Пошли осматривать аварийные самолеты. В этой работе помимо нас, П.Г. Гончара и его помощников принял участие и представитель Управления технической эксплуатации ВВС Владимир Александрович Бобраков. То, что мы увидели, мало чем отличалось от того, что происходило в других частях. Полный набор неприятностей был налицо.

В течение двух месяцев вышло из строя шесть моторов. Об изнеженном их характере и требованиях к эксплуатации пилоты были неплохо осведомлены, однако далеко не все они выполнялись. Не были установлены пылезащитные фильтры, многие летчики без особой необходимости длительное время эксплуатировали моторы на повышенных оборотах.

Было зафиксировано пять случаев поломки передней ноги шасси. Ее конструкция оказалась слабой. Поэтому рекомендовалось избегать руления на чрезмерно большой скорости. Но некоторые пилоты пренебрегали предупреждением и увеличивали скорость до 60-70 километров в час. Один из таких случаев произошел во время нашего пребывания в корпусе.

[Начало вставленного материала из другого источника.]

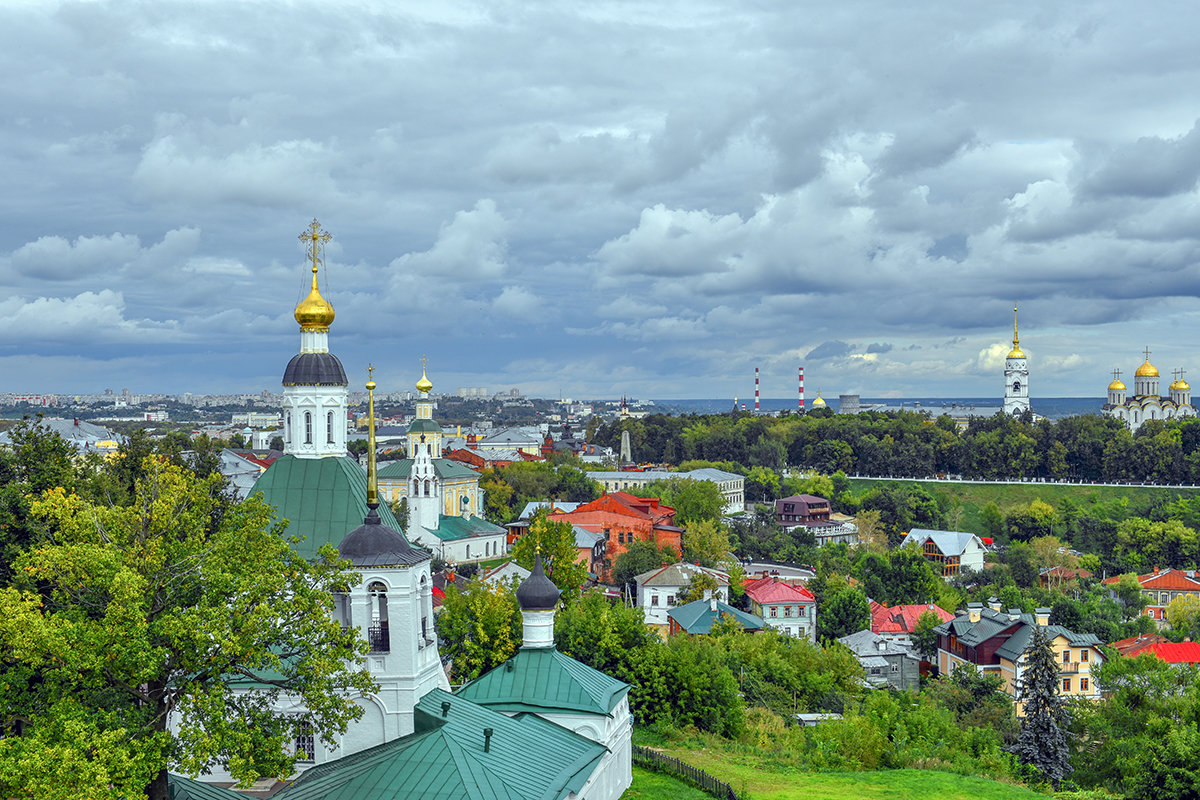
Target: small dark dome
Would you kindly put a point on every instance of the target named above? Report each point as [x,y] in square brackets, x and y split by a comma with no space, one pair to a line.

Молодой летчик после успешно выполненного боевого задания хорошо посадил самолет и порулил по направлению к своей стоянке. Находясь в приподнятом настроении, он потерял бдительность и чрезмерно увеличил скорость. Неудачно сманеврировав, он подломал ногу и, не справившись с непредвиденным разворотом своего самолета, задел стоявшую «Аэрокобру», вывел ее из строя.

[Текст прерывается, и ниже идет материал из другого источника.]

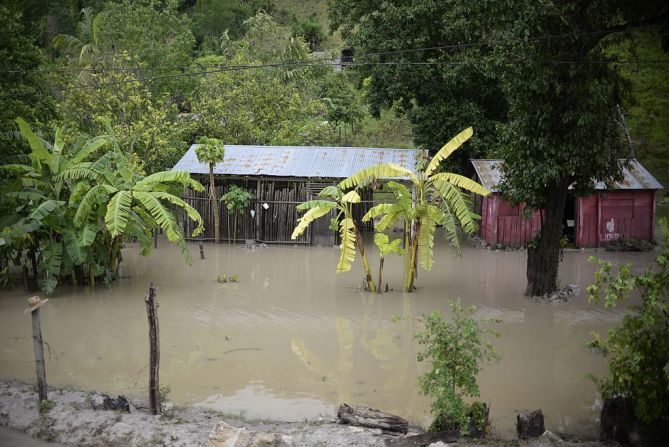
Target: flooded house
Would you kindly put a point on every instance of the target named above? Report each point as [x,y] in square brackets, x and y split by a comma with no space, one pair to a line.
[627,210]
[279,178]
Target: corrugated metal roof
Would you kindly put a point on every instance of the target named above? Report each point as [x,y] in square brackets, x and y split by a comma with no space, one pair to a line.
[635,176]
[297,161]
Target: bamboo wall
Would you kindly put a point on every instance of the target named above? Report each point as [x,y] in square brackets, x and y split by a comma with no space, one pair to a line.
[275,214]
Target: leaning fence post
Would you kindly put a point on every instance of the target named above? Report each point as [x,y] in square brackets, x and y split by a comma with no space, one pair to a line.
[34,304]
[154,356]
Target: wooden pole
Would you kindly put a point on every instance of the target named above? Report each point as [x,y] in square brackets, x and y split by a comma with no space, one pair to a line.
[154,356]
[39,355]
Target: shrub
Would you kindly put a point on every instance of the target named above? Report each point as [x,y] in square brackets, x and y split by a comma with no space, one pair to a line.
[637,351]
[455,348]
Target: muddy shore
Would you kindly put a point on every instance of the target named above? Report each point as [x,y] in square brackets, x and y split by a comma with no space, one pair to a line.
[73,421]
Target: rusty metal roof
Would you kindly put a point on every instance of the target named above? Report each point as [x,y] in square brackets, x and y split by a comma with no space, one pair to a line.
[297,161]
[635,176]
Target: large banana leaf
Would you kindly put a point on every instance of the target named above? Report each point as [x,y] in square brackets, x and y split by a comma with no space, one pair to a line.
[315,204]
[311,215]
[384,170]
[461,182]
[37,145]
[347,255]
[190,211]
[118,209]
[351,197]
[89,201]
[45,209]
[162,216]
[181,177]
[448,149]
[459,205]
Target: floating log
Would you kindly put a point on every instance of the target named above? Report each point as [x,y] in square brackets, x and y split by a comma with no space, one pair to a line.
[424,439]
[367,417]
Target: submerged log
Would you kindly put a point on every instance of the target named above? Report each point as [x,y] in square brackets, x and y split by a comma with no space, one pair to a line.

Таким образом, два боевых самолета оказались поврежденными. И где? На земле! Генерал Дзусов тут же на стоянке вызвал к себе виновника и объявил ему свое решение: «Списать на Ил-2 стрелком!» Это было очень тяжелое наказание для летчика-истребителя, потом мы узнали, что генерал заменил его на другое, менее тяжелое.

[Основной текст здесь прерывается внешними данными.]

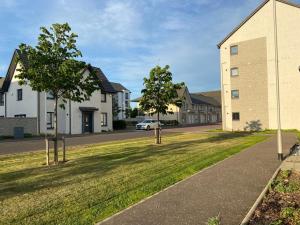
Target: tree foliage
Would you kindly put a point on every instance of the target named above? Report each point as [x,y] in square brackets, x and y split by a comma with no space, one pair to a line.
[51,66]
[160,92]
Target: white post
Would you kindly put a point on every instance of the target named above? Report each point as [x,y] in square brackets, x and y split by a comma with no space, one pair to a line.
[279,135]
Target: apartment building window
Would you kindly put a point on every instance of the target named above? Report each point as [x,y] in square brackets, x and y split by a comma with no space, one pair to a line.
[50,121]
[235,94]
[1,99]
[103,97]
[19,95]
[234,50]
[50,95]
[20,116]
[103,119]
[234,71]
[235,116]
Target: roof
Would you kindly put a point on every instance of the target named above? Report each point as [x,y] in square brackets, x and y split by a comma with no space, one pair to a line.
[118,87]
[201,99]
[216,95]
[252,14]
[1,83]
[104,84]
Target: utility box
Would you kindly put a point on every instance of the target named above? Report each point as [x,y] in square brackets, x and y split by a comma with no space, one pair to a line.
[18,132]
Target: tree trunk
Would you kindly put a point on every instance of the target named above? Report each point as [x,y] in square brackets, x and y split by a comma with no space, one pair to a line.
[157,129]
[56,133]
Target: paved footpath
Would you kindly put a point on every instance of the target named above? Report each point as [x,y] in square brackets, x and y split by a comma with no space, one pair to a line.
[229,188]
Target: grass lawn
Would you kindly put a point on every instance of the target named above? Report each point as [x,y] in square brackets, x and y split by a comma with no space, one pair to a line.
[100,180]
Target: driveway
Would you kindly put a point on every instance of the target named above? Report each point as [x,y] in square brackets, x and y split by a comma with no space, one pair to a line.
[228,189]
[26,145]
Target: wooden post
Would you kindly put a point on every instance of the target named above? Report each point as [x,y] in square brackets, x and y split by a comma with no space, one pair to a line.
[64,148]
[47,151]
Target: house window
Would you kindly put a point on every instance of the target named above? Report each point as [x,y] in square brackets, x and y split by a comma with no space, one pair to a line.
[20,115]
[50,95]
[234,72]
[235,94]
[236,116]
[19,94]
[234,50]
[1,99]
[103,97]
[103,119]
[50,122]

Поломки хвостов. О мероприятиях по усилению прочности хвоста здесь знали: были получены подробные указания, как эту работу проводить, а также детали усиления, но к ней не успели приступить. Мы предложили начать это немедленно. П.Г. Гончар был согласен, доложил главному инженеру 16-й воздушной армии инженер-полковнику В.И. Реброву. Он также дал свое согласие, и работы были развернуты. Петр Григорьевич так организовал дело одновременно во всех полках, что в течение двух недель все машины были усилены и, что очень важно подчеркнуть, без ущерба для боеготовности соединения.

Я знал Петра Григорьевича давно (мы учились с ним на одном курсе в Академии имени Жуковского) и был рад встретиться с ним снова, убедиться в том, что он по-прежнему деловит, энергичен и жизнерадостен. До поступления в академию Гончар был летчиком и никак не хотел расставаться с этой своей специальностью. За ним был закреплен связной самолет По-2 с уникальным опознавательным знаком на хвосте – ИАС (инженерно-авиационная служба). На этом самолете он и летал по делам с одного аэродрома своего корпуса на другой и в воздушную армию.

Происшествия по причине невыхода самолета из штопора. Они произвели на нас наиболее тяжелое впечатление. Знакомые картины распластанных на земле самолетов, характерные признаки вращения машины перед падением на землю. Две катастрофы и четыре аварии всего за два месяца 1944 года…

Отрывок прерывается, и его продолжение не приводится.